Из-за сложности, многофакторности и противоречивости развития социально - экономической системы, а также взаимозависимости экономических, демографических и геополитических процессов часто появляются мысли, что всё это невозможно описать простыми универсальными законами. Однако это не так. Эволюция человечества как глобальной системы, как и эволюция любой открытой неравновесной системы, подчиняется законам нелинейной динамики и синергетики [1, 2]. Применяя методы и теоретические представления синергетики, определяя параметры порядка социального развития, соответствующие тому или иному иерархическому уровню организации, и главные действующие силы, можно создавать достаточно простые модели, способные адекватно описывать и предсказывать сценарии развития того или иного процесса в этой глобальной системе [3].
Один из известных приемов построения модели, описывающей сложную социальную ситуацию, заключается в построении диаграммы факторов, оказывающих наиболее сильное влияние на целостность социальной системы, возможности ее развития, качество жизни граждан. Количественные оценки параметров модели могут быть получены как методом экспертных оценок, так и методом социологического опроса.
О важности математических методов в теории социально - экономических систем
В условиях инновационного развития современного общества и нарастания неопределенности социальных изменений возникает потребность в эффективных методах диагностики социально - инновационной среды, прогнозирования будущего и оценки рисков, основанных на адекватных научных моделях. Эти проблемы рассмотрены в работе [4].
Сегодня наблюдается серьезный разрыв в коммуникации между управленцами, обладающими знаниями и практическим опытом в сфере государственного и муниципального управления и специалистами, владеющими методами математического и компьютерного моделирования. Один из путей решения этой проблемы видится в более широком понимании процесса моделирования как динамического процесса формирования в сознании субъекта - исследователя целостного образа, отражающего сущностные характеристики моделируемой реальности. При этом исследователи предполагают, что данный образ может быть построен посредством различных языков и инструментов. А это означает, что мир строгих математических моделей может быть системно сопряжен с комплексом гибких средств описания (интуитивно - понятных, качественных, когнитивных), выполняющих роль коммуникативного посредника между специалистами разных дисциплин и сфер деятельности. Качественные модели, обсуждаемые в работе [4], позволяют ухватить основные характеристики социальной реальности, упрощая, тем самым, сложность (как в понимании объекта, так и средствах выражения) и формируя целостный образ, необходимый для адекватной оценки ситуации лицом при принятии управленческого решения, а также постановки задач на более строгие, количественные исследования. Таким образом, речь идет о необходимости формирования у управленцев навыков "модельного мышления" через освоение методов качественного моделирования социальных процессов.

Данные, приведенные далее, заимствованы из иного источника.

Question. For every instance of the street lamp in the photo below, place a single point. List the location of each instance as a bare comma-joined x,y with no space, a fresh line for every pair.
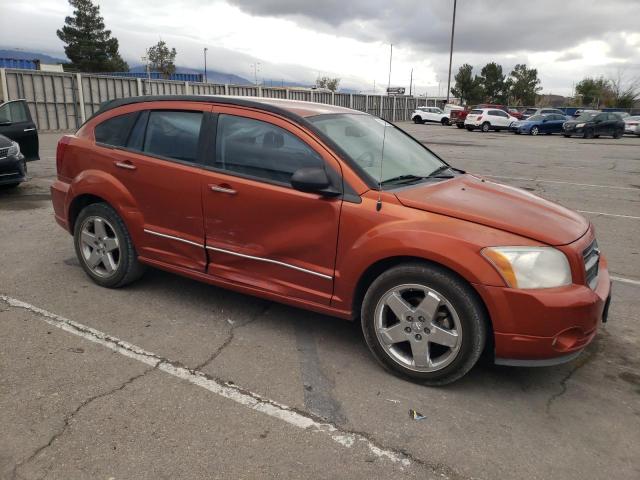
453,29
205,64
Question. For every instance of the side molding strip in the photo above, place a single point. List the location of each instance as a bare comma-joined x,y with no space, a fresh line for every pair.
268,260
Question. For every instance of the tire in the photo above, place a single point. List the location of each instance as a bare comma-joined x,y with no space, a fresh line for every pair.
459,311
109,245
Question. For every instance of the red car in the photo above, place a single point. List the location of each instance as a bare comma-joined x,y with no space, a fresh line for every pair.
335,211
461,115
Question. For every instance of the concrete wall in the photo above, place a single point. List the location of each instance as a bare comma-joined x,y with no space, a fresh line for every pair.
63,101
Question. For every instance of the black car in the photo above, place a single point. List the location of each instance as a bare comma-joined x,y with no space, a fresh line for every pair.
13,165
16,123
594,124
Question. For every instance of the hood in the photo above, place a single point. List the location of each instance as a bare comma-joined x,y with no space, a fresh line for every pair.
5,142
499,206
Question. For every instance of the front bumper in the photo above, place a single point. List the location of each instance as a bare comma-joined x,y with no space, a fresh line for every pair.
546,326
12,170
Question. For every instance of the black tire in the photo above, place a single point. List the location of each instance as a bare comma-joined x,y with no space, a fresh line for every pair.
128,269
471,313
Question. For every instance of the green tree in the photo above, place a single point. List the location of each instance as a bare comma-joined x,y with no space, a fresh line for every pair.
88,45
467,86
162,59
523,85
594,92
493,83
328,83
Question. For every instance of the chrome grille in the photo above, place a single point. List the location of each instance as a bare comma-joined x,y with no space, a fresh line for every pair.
591,256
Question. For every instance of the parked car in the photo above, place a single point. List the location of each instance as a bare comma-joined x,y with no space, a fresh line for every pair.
13,166
488,119
296,203
429,114
16,123
595,124
530,112
632,125
547,123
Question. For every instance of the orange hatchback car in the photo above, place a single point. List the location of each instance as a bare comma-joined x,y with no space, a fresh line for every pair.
335,211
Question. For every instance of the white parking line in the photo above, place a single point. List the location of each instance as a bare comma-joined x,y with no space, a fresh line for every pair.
625,280
609,214
228,391
562,183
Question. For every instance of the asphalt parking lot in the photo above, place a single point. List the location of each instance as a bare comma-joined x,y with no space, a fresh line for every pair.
170,378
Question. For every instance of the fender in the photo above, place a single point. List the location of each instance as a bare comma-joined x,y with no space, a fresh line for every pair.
104,185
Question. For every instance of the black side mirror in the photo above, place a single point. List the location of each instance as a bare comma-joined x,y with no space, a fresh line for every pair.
313,180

Подходы к моделированию социально - экономических систем
В последнее время значительное внимание уделяется анализу социально - экономических процессов с помощью математических методов. Так в работе [5] исследованы демографические процессы, протекающие в мире, в предположении, что мировое сообщество - это сложная неравновесная саморазвивающаяся и самоорганизующаяся система.

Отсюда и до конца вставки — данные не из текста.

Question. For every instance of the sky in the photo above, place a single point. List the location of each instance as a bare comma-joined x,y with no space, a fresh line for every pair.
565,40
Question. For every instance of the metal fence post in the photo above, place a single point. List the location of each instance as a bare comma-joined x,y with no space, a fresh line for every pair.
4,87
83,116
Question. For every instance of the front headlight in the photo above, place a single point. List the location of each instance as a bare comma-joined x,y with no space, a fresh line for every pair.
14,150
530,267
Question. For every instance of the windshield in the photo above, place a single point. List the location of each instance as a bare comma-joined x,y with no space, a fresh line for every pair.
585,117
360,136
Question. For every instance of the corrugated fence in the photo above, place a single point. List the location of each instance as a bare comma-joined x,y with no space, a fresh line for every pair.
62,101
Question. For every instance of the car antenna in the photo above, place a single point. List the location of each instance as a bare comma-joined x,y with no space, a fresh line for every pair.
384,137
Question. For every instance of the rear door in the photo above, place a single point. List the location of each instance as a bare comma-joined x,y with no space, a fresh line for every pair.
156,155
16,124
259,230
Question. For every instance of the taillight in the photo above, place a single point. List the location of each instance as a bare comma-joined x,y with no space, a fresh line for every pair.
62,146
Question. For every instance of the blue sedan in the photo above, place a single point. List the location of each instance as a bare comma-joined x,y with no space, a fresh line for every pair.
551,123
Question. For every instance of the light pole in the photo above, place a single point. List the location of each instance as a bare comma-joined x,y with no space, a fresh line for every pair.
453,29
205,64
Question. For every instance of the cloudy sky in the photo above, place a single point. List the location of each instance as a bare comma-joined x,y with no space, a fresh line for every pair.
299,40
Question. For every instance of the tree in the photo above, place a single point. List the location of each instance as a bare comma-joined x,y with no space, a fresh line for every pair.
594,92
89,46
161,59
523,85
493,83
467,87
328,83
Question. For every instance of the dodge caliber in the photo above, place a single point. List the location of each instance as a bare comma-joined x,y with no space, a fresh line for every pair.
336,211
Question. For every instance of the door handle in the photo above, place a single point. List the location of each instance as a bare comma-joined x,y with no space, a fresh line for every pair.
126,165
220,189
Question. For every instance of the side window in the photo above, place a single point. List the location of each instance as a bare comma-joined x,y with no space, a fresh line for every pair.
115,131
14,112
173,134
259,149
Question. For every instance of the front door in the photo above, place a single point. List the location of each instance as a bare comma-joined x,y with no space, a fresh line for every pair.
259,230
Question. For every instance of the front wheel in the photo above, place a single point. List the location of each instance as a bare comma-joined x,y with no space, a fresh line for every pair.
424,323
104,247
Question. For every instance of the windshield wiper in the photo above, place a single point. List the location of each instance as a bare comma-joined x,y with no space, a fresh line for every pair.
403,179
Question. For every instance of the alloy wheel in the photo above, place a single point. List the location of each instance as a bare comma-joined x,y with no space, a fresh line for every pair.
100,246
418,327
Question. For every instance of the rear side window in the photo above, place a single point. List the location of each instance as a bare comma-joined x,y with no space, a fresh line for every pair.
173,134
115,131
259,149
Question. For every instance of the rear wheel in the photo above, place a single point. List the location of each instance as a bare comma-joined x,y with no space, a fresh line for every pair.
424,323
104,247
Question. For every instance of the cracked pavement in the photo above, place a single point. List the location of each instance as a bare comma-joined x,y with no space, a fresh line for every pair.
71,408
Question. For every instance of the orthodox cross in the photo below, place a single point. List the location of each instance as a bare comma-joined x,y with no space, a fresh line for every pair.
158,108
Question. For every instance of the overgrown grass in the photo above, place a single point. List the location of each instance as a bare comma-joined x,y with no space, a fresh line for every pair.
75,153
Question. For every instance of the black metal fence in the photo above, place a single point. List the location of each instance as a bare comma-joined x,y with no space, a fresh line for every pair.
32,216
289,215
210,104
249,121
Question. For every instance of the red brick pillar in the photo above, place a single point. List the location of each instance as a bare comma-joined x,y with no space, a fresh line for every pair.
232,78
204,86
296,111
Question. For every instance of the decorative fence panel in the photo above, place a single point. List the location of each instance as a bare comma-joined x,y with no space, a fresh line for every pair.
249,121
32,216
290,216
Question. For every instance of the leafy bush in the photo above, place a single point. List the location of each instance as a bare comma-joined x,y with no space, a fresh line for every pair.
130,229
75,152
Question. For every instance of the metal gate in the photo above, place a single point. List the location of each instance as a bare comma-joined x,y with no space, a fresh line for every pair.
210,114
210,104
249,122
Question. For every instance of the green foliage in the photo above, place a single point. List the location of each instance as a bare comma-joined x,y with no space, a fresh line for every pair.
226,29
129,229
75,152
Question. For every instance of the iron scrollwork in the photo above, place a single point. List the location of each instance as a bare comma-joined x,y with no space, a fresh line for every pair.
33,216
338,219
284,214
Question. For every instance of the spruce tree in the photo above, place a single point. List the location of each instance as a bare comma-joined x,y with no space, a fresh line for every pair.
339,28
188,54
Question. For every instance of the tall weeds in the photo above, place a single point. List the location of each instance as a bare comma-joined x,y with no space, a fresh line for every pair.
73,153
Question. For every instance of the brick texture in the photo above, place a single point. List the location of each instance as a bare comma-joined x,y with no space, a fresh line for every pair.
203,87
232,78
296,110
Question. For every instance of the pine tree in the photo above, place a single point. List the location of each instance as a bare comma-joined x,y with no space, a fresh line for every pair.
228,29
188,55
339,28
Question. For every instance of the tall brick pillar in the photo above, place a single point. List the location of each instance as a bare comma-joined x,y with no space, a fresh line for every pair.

Благодаря применению синергетики в настоящее время значительные успехи достигнуты в области глобальной демографии. Здесь имеется ряд математических моделей, теоретически объясняющих наблюдаемый в ХХ веке взрывной рост народонаселения Земли в режиме с обострением - демографический взрыв и происходящий в настоящее время глобальный демографический переход [6 - 9].
Одной из наиболее глубоко разработанной в этой области является математическая модель, созданная С.П. Капицей [6]. Он впервые предложил рассматривать население мира как единую самоорганизующуюся систему, развитие которой подчиняется в большей степени собственным внутренним законам, чем внешним факторам. Он показал, что общая численность населения Земли есть ведущая медленная переменная (главный параметр порядка), к которой подстраиваются все остальные переменные. При анализе глобального демографического процесса все остальные параметры и процессы, влияющие на рост народонаселения, такие, как распределение людей в пространстве, возрастные, расовые и имущественные различия, в модели усредняются и тем учитываются в общем взаимодействии. Из этого следует, что именно демография, рост народонаселения Земли, обусловливает характер социальных, экономических и геополитических процессов, происходящих в глобальной системе человечества. В результате С.П. Капице удалось описать, всесторонне проанализировать и объяснить гиперболический рост народонаселения, имевший место на протяжении почти всей истории человечества. Также была обоснована закономерность наблюдаемого в настоящее время глобального демографического перехода.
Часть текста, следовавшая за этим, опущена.